Trotzdem sieht die Branche in der schleppenden Implementierung der MDR ein großes Risiko, dass bewährte Bestandsprodukte nicht mehr zur Versorgung zur Verfügung stehen. In einer Anhörung des Gesundheitsausschusses im Bundestag zu einem Antrag der CDU/CSU-Fraktion (20/9735) informierten Experten über die Risiken und Probleme der MDR, insbesondere ging es dabei auch um die Kapazitätsengpässe bei den sogenannten Benannten Stellen.
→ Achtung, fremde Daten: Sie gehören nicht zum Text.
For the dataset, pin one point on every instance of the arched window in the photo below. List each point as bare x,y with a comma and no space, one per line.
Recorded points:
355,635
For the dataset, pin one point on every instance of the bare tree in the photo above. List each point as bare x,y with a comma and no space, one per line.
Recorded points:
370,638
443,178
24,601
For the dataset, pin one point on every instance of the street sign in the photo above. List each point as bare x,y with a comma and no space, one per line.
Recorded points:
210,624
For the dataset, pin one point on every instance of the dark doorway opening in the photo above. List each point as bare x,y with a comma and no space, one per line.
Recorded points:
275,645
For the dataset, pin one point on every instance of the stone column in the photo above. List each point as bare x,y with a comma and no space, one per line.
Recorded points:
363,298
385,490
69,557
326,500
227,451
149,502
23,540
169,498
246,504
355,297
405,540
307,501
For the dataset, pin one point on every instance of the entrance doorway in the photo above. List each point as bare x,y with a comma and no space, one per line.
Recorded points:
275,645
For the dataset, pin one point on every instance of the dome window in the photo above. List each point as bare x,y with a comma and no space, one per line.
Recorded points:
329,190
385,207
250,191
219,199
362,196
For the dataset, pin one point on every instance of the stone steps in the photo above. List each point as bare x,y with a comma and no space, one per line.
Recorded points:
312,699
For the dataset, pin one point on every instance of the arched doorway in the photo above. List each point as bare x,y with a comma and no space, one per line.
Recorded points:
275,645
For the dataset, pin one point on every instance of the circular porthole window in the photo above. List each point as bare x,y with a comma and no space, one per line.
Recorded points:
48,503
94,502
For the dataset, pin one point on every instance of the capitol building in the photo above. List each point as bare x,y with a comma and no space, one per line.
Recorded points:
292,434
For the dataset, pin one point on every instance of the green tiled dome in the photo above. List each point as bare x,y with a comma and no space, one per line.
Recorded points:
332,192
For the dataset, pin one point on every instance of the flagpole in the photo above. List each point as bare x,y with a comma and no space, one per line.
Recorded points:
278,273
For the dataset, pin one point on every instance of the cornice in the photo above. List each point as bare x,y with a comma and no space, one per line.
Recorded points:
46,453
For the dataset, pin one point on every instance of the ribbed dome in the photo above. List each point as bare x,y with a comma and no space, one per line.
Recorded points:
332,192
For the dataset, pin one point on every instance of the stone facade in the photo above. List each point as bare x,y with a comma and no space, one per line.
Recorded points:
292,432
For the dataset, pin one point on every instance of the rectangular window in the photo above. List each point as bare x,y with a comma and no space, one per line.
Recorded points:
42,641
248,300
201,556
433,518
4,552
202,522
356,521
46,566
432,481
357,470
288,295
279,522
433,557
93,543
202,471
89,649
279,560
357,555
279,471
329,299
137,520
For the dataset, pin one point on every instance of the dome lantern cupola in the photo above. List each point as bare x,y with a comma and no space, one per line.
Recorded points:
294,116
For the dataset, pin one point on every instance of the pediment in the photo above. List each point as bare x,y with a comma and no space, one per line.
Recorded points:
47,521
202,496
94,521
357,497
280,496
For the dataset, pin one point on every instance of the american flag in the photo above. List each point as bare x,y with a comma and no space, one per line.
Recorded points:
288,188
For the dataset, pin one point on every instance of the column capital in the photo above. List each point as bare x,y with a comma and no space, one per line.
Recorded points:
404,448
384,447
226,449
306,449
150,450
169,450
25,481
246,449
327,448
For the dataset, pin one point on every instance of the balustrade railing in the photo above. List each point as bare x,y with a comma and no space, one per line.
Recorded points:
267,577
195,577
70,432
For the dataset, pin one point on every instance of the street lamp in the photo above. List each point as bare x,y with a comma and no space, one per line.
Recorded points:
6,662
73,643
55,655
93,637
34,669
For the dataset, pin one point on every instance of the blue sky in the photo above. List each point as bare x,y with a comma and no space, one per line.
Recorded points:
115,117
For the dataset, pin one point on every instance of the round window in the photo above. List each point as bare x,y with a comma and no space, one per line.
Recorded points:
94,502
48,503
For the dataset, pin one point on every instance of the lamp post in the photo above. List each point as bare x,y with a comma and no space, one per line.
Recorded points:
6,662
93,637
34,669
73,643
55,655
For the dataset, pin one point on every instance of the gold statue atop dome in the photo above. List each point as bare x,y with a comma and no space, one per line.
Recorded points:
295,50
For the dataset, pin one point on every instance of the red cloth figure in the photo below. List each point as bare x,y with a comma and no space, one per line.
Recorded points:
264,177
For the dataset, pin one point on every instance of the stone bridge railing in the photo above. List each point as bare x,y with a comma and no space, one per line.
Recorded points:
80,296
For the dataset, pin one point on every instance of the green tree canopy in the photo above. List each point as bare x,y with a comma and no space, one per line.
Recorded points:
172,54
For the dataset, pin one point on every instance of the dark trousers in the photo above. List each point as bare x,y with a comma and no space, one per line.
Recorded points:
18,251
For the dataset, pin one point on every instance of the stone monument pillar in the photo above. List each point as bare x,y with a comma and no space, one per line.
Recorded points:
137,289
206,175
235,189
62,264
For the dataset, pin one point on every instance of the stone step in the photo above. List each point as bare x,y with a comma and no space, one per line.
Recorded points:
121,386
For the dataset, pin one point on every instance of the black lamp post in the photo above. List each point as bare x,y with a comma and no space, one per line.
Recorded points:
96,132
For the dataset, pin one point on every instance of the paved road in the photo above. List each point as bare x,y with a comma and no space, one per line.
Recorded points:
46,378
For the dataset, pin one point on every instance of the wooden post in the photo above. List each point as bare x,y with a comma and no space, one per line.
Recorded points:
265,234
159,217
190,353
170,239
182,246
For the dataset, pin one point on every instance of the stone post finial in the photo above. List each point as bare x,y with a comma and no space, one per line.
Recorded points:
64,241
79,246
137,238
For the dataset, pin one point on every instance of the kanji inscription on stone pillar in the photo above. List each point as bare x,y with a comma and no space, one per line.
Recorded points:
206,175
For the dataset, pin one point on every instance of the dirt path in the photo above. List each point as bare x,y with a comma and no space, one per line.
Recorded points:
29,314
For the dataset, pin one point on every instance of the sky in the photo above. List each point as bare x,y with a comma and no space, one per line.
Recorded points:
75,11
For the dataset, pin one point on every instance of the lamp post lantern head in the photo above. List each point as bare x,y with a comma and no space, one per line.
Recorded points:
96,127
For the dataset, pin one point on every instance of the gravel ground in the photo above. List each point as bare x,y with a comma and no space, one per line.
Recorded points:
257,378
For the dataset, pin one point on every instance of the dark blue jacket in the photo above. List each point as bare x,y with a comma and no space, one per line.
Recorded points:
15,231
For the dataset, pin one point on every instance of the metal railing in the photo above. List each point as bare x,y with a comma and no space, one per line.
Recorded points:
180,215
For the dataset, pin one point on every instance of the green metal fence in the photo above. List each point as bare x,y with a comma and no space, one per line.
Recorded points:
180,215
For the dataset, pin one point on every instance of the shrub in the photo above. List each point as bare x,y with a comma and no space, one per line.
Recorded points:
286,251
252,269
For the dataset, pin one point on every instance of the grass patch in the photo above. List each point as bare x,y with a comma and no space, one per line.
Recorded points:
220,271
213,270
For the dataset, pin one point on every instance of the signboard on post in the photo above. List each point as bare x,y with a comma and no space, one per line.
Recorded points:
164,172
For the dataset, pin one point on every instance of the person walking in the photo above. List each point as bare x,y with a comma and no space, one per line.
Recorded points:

»Die Fristverlängerung hilft den Unternehmen zwar für den Moment, ist aber nur ein weiteres Aufschieben des Problems, denn weiter gehen lebensnotwendige Medizinprodukte unter anderem für Kinder vom Markt, weil der Aufwand für ein gesetzeskonformes Inverkehrbringen für die Hersteller zu hoch ist«, heißt es in dem Unionsantrag. Die Fraktion fordert die Regierung daher mit einem Sieben-Punkte-Katalog auf, dringend tätig zu werden. Die Sachverständigen im Ausschuss unterstützten am gestrigen Mittwoch mit ihren Aussagen den Ruf nach Handlungsbedarf.
Der Bundesverband Medizintechnologie (BVMed) erklärte, die schleppende Implementierung der MDR berge ein hohes Risiko, dass bewährte Bestandsprodukte für die Versorgung verloren gingen. Hinsichtlich der nun dreimal geänderten MDR kritisierte BVMed-Expertin Christina Ziegenberg vor allem eine nach wie vor fehlende Harmonisierung und die überbordende Bürokratie. Es gebe zu viele Akteure und Verantwortlichkeiten, zu viel Redundanz. »Wir brauchen mehr Harmonisierung durch Zentralisierung bestimmter Prozesse«, so Ziegenberg.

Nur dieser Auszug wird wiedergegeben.